Meeting the Challenges of the Two-Year Faculty Classroom, Part 2: Making the Survey Course Engaging

AHA Session 94
Friday, January 4, 2019: 10:30 AM-12:00 PM
Boulevard A (Hilton Chicago, Second Floor)
Michelle Iden, County College of Morris
Wake 'em Up: Survey Engagement through Controversial Topics
Mike Davis, Northwest Florida State College
Engaging the Everyday
Michelle Iden, County College of Morris
Actively Learning: Creating Critical Thinkers through Action
Lisa Rude, Normandale Community College
The Audience

Session Abstract

Two-year faculty frequently teach introductory level courses to non-majors of diverse educational backgrounds who are taking history courses as a requirement. Many students, then, are unprepared for a college level history course. Indeed, a 2011 journal article in New Directions for Community Colleges acknowledged that teaching underprepared students is one of the top challenges two-year faculty face. It is vital, then, that these courses are taught in an engaging way so as to help encourage student success. Successfully engaging students in the History survey courses could also foster greater interest in the discipline and its impact on society, thereby working against recent trends of decline in student interest. Since a large number of the courses taught at the community college level are survey courses two-year faculty are in a strong position to work on and combat ways to make those courses engaging.

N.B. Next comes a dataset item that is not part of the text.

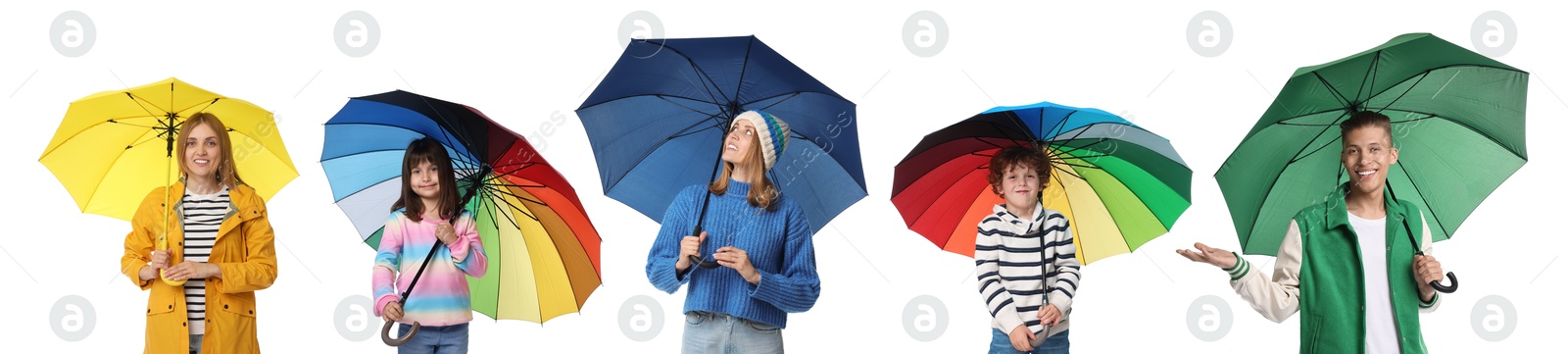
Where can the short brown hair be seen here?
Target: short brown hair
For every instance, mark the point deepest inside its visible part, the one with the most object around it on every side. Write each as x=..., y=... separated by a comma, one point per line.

This roundtable will present practical ways to address this topic. Panelists will discuss approaches such as incorporating controversial topics in to class discussion, flipping the classroom so that students are prepared for the college classroom experience, using alternative assignments to exams, or incorporating active learning techniques.

The aim is to start an active dialogue that can help all present deal with problems they’ve faced in the classroom. While the focus of the workshop is on the particular challenges faced in the two-year classroom, all are welcome to participate and share ideas regarding the practical approaches to making introductory courses engaging. Significant time will be allotted at the end for audience participation. Audience participation will be encouraged throughout the entire session through the use of, which allows for anonymous questions and comments.